The dense neural networks take 1D tensors as input, while the final output from the convolutional network is a 3D tensor. So we perform the **Flatten **operation to convert the 3D tensor into a one-dimensional tensor that can be provided as input to the dense/fully connected neural network.

# Flatten the convolutional layer output

model.add(layers.Flatten())# Create a dense layer with 512 hidden units

model.add(layers.Dense(512, activation='relu'))# Output layer - 2 Units(Dogs, Cats)

model.add(layers.Dense(2, activation='softmax'))

Dense layer hyperparameters:**units**: the first parameter, which takes the number of hidden units in this particular layer. **activation**: activation function that the neurons of this layer should use.

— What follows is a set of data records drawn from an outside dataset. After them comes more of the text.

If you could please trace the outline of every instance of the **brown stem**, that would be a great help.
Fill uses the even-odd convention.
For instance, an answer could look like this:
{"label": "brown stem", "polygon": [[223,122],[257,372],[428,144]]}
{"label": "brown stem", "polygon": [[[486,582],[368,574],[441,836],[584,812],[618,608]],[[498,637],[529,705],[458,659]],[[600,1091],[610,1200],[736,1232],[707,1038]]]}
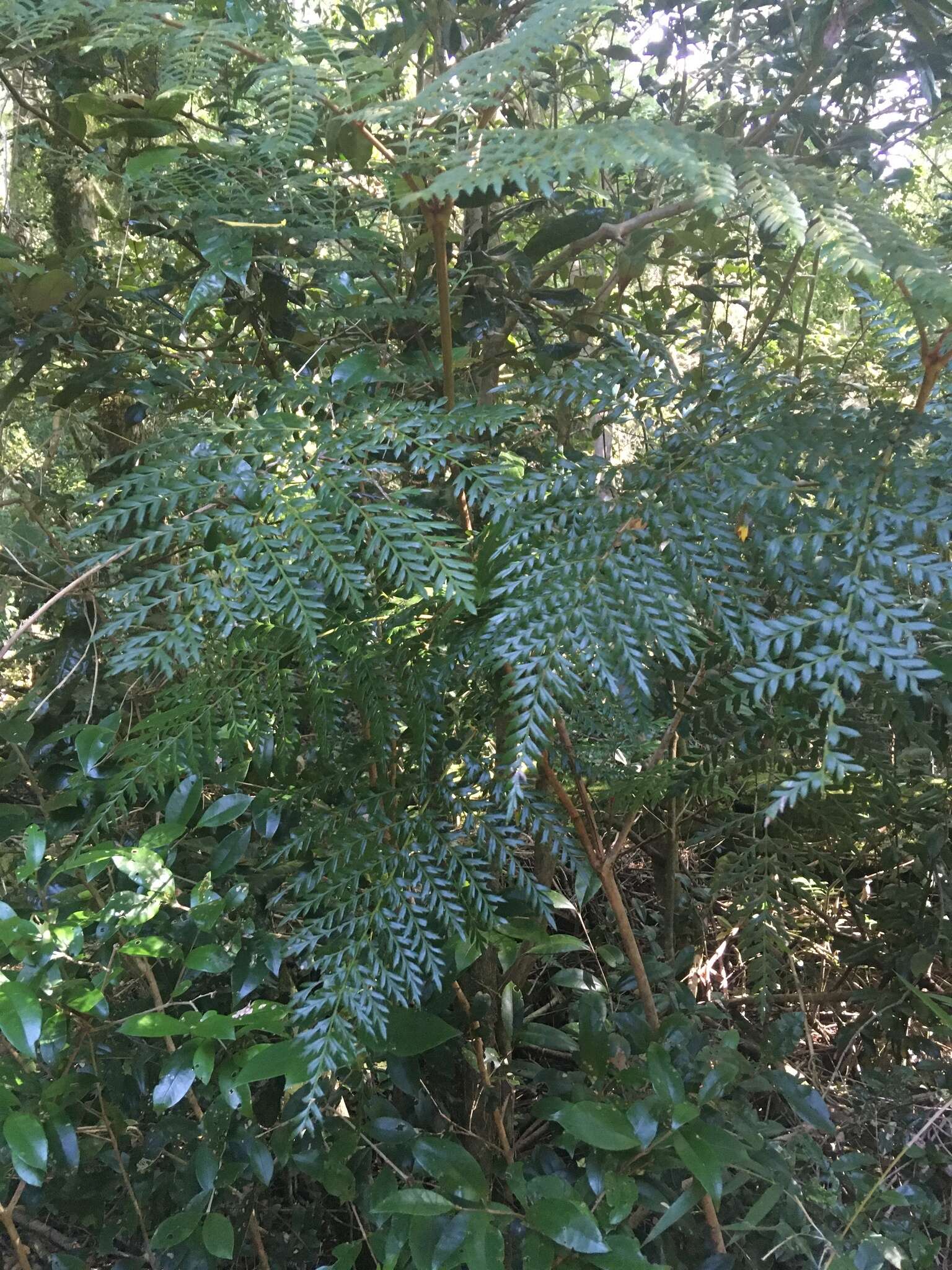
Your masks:
{"label": "brown stem", "polygon": [[56,594],[51,596],[50,599],[42,603],[36,612],[30,613],[29,617],[23,618],[20,625],[17,627],[13,635],[10,635],[4,646],[0,648],[0,662],[3,662],[3,659],[10,652],[17,640],[22,635],[25,635],[32,626],[36,626],[36,624],[39,621],[43,613],[48,613],[50,610],[55,605],[58,605],[61,599],[65,599],[66,596],[71,596],[74,591],[79,591],[79,588],[83,585],[84,582],[86,582],[94,574],[99,573],[100,569],[105,569],[107,565],[113,564],[116,560],[119,560],[124,555],[128,555],[131,550],[132,546],[123,547],[122,551],[114,551],[108,560],[100,560],[99,564],[94,564],[91,568],[81,573],[79,578],[74,578],[72,582],[67,582],[65,587],[60,587]]}
{"label": "brown stem", "polygon": [[590,246],[595,246],[599,243],[625,243],[628,235],[633,234],[635,230],[645,229],[647,225],[654,225],[655,221],[668,220],[669,216],[680,216],[682,212],[689,212],[694,207],[693,198],[679,198],[677,202],[661,203],[659,207],[650,207],[646,212],[638,212],[637,216],[628,217],[627,221],[618,221],[613,224],[605,222],[599,225],[597,230],[592,234],[586,234],[585,237],[576,239],[575,243],[570,243],[569,246],[562,248],[555,260],[551,264],[545,265],[532,279],[532,287],[541,287],[543,282],[552,277],[552,274],[561,269],[564,264],[569,260],[574,260],[578,255],[581,255]]}
{"label": "brown stem", "polygon": [[715,1212],[713,1200],[711,1199],[710,1195],[704,1195],[702,1198],[701,1212],[704,1214],[707,1228],[711,1232],[711,1240],[715,1246],[715,1252],[726,1252],[727,1248],[724,1242],[724,1232],[721,1231],[721,1223],[717,1220],[717,1213]]}
{"label": "brown stem", "polygon": [[645,970],[645,961],[641,956],[641,949],[638,947],[638,941],[635,937],[635,931],[631,928],[631,921],[628,918],[628,911],[625,906],[625,899],[622,893],[618,890],[618,883],[614,878],[614,871],[612,869],[611,860],[607,860],[602,853],[600,847],[598,847],[592,838],[585,827],[585,822],[581,818],[581,813],[572,803],[569,796],[569,791],[565,789],[562,782],[559,780],[556,773],[548,762],[546,754],[542,754],[538,762],[539,771],[548,782],[550,789],[559,799],[559,801],[565,808],[569,819],[572,822],[575,832],[585,848],[585,855],[589,857],[589,864],[595,870],[602,881],[602,890],[605,893],[605,899],[614,916],[616,926],[618,927],[618,937],[621,940],[625,955],[628,959],[628,965],[635,972],[635,982],[638,986],[638,997],[641,998],[641,1008],[645,1011],[645,1019],[647,1025],[652,1031],[658,1031],[659,1019],[658,1019],[658,1006],[655,1005],[655,994],[651,991],[651,984],[647,978],[647,972]]}
{"label": "brown stem", "polygon": [[[694,693],[697,692],[697,690],[704,682],[704,676],[706,674],[707,674],[707,668],[704,665],[701,665],[698,668],[697,674],[691,681],[691,685],[688,686],[688,691],[684,693],[684,702],[685,704],[694,696]],[[652,767],[658,767],[658,765],[661,762],[661,759],[669,752],[670,745],[671,745],[671,740],[673,740],[675,733],[678,732],[678,728],[680,726],[682,719],[684,718],[684,709],[685,709],[685,706],[679,706],[674,711],[674,714],[671,715],[670,723],[668,724],[668,726],[665,728],[665,730],[661,733],[661,739],[659,740],[658,745],[655,745],[654,752],[649,757],[647,762],[645,763],[645,771],[650,771]],[[614,864],[614,861],[618,859],[618,856],[622,855],[622,852],[628,846],[628,834],[631,833],[632,826],[635,824],[635,822],[637,820],[637,818],[638,818],[640,814],[641,814],[641,805],[638,804],[637,806],[633,806],[631,809],[631,812],[628,812],[628,814],[625,817],[622,827],[618,831],[618,833],[616,834],[614,845],[612,846],[612,850],[605,856],[605,865],[608,867],[611,867]]]}
{"label": "brown stem", "polygon": [[581,768],[575,758],[575,747],[572,745],[571,737],[569,735],[569,729],[565,726],[565,719],[561,715],[556,715],[556,732],[559,733],[559,739],[562,743],[562,749],[565,751],[569,766],[571,767],[572,780],[575,781],[575,789],[579,791],[579,801],[581,803],[581,809],[588,820],[592,841],[599,848],[602,855],[604,855],[602,836],[598,832],[598,826],[595,824],[595,810],[592,806],[592,799],[589,798],[588,786],[585,785],[585,777],[581,775]]}
{"label": "brown stem", "polygon": [[[453,375],[453,315],[449,310],[449,262],[447,259],[447,226],[453,201],[429,204],[424,216],[433,235],[434,272],[437,274],[437,297],[439,301],[439,349],[443,358],[443,396],[447,410],[456,405],[456,377]],[[459,523],[467,533],[472,532],[472,517],[466,490],[461,489],[456,498],[459,509]]]}
{"label": "brown stem", "polygon": [[806,329],[810,321],[810,310],[814,306],[814,292],[816,291],[816,274],[820,272],[820,253],[814,253],[814,269],[806,288],[806,301],[803,302],[803,319],[797,337],[797,362],[793,373],[800,378],[803,373],[803,352],[806,349]]}
{"label": "brown stem", "polygon": [[268,1260],[268,1253],[264,1247],[264,1240],[261,1238],[261,1227],[258,1224],[258,1214],[251,1209],[251,1217],[248,1222],[248,1233],[251,1236],[251,1242],[255,1246],[255,1252],[258,1253],[258,1264],[261,1270],[272,1270],[272,1264]]}
{"label": "brown stem", "polygon": [[20,1195],[23,1194],[23,1187],[25,1182],[18,1182],[17,1190],[10,1196],[9,1204],[0,1204],[0,1222],[4,1223],[4,1229],[6,1231],[6,1237],[13,1245],[13,1251],[17,1256],[17,1265],[20,1270],[33,1270],[29,1260],[29,1248],[20,1238],[20,1232],[17,1229],[17,1223],[13,1219],[13,1210],[20,1201]]}
{"label": "brown stem", "polygon": [[754,338],[750,340],[750,347],[745,349],[740,356],[741,362],[746,362],[749,357],[753,357],[753,354],[757,352],[757,349],[760,347],[764,339],[767,339],[767,333],[770,329],[773,319],[779,312],[781,305],[787,298],[787,293],[790,292],[790,288],[793,286],[793,278],[796,277],[797,265],[800,264],[800,258],[803,254],[805,248],[806,244],[801,243],[800,246],[793,253],[793,259],[790,262],[790,267],[787,268],[787,273],[783,277],[783,282],[779,284],[777,295],[773,298],[773,304],[768,309],[767,316],[760,324],[760,329],[758,330],[757,335],[754,335]]}
{"label": "brown stem", "polygon": [[116,1130],[113,1129],[112,1120],[109,1119],[109,1113],[105,1110],[103,1086],[99,1083],[99,1068],[96,1066],[96,1059],[95,1059],[95,1046],[91,1041],[89,1045],[89,1054],[93,1062],[93,1072],[96,1078],[96,1097],[99,1099],[99,1111],[102,1113],[103,1116],[103,1124],[105,1125],[105,1132],[108,1133],[109,1142],[112,1143],[113,1154],[116,1156],[116,1163],[119,1167],[119,1176],[122,1177],[122,1185],[124,1186],[126,1194],[129,1198],[129,1203],[132,1204],[132,1208],[136,1212],[136,1220],[138,1223],[138,1229],[142,1234],[142,1243],[146,1250],[146,1261],[149,1262],[150,1266],[152,1266],[152,1270],[155,1270],[155,1256],[152,1253],[152,1245],[149,1242],[149,1227],[146,1226],[145,1217],[142,1217],[142,1209],[140,1208],[140,1203],[136,1199],[136,1193],[132,1189],[132,1181],[129,1180],[128,1171],[123,1162],[122,1152],[119,1151],[119,1142],[118,1138],[116,1137]]}
{"label": "brown stem", "polygon": [[[217,507],[217,503],[215,502],[203,503],[202,507],[197,507],[194,512],[187,512],[185,516],[182,517],[182,519],[188,521],[193,516],[201,516],[202,512],[207,512],[212,507]],[[20,639],[22,635],[25,635],[32,626],[36,626],[36,624],[39,621],[43,613],[50,612],[53,605],[58,605],[60,601],[63,599],[66,596],[71,596],[74,591],[79,591],[79,588],[84,584],[84,582],[86,582],[94,574],[99,573],[100,569],[105,569],[107,565],[114,564],[117,560],[121,560],[124,555],[128,555],[135,545],[136,545],[135,542],[131,542],[127,547],[122,547],[121,551],[114,551],[107,560],[100,560],[99,564],[90,565],[90,568],[85,569],[79,575],[79,578],[74,578],[72,582],[67,582],[65,587],[61,587],[55,596],[51,596],[50,599],[42,603],[36,612],[29,615],[29,617],[24,617],[24,620],[13,632],[13,635],[9,636],[4,646],[0,648],[0,662],[3,662],[3,659],[10,652],[17,640]]]}
{"label": "brown stem", "polygon": [[[155,974],[152,973],[151,965],[149,964],[149,961],[145,960],[145,958],[141,956],[133,958],[133,961],[136,963],[136,969],[145,977],[145,980],[149,984],[149,992],[150,996],[152,997],[152,1003],[155,1005],[155,1008],[164,1013],[165,1002],[162,1001],[162,994],[159,991],[159,983],[155,978]],[[169,1054],[175,1053],[175,1041],[171,1039],[171,1036],[165,1038],[165,1049],[168,1050]],[[195,1120],[201,1120],[204,1116],[204,1113],[202,1111],[202,1104],[195,1097],[194,1090],[189,1090],[185,1097],[188,1099],[188,1105],[192,1109],[192,1115],[195,1118]]]}
{"label": "brown stem", "polygon": [[0,71],[0,84],[4,85],[6,91],[14,99],[14,102],[27,112],[32,114],[36,119],[46,123],[47,127],[52,128],[55,132],[61,132],[65,137],[69,137],[74,145],[79,146],[80,150],[85,150],[88,155],[93,154],[93,147],[88,146],[83,137],[77,137],[75,132],[70,132],[69,128],[63,127],[62,123],[57,123],[56,119],[51,119],[48,114],[44,114],[38,107],[33,105],[27,98],[14,88],[10,80]]}
{"label": "brown stem", "polygon": [[[453,979],[453,993],[456,999],[463,1008],[463,1013],[472,1022],[472,1007],[470,1006],[470,998],[466,996],[459,983]],[[476,1054],[476,1067],[480,1072],[480,1080],[482,1086],[491,1097],[495,1099],[495,1090],[493,1088],[493,1077],[489,1074],[489,1067],[486,1066],[486,1049],[482,1044],[481,1036],[473,1036],[472,1039],[473,1053]],[[505,1120],[503,1119],[503,1113],[498,1105],[493,1107],[493,1124],[496,1129],[496,1137],[499,1138],[499,1146],[505,1156],[506,1163],[512,1165],[515,1160],[515,1153],[509,1143],[509,1134],[505,1132]]]}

The final output layer of this dense layer contains two neurons, one for dog and the other for the cat. Using SoftMax activation outputs a probabilistic value for each category.

For example, let’s assume the first neuron outputs the probability of the image being a dog, and the second neuron outputs the probability of the image is a cat. if we give an image to the model, and the model produces output values [0.89, 0.11], it means that the probability of the image being a dog is 89%.

**Step 7: Compiling the model**

We have now defined the architecture of our convolutional neural network model. Next step is to compile the model so that we can start training the model.

Compiling the model requires three inputs, the optimizing method, loss function, and the metrics.

**Loss function (loss):** This is the function that our model will try to reduce during the training process.**Optimizing method (optimizer):** This indicates the method we are asking the model to use, to reduce the loss function.**Metrics(metrics):** We will evaluate the performance of our model using the metrics provided here.

`# Compiling the model`

model.compile(loss='categorical_crossentropy', optimizer='rmsprop', metrics=['accuracy'])

categorical_crossentropy is a loss function that is used for multiclass classification problems. Here we have two classes(Dogs and Cats), so we use this as the loss function to train the model.

rmsprop — This is a popular optimizing method, we can experiment with different optimizers such as adam optimizer, adagrad optimizer. But to keep things simple, I have used rmsprop here, and also rmsprop works well for almost all the classification problems.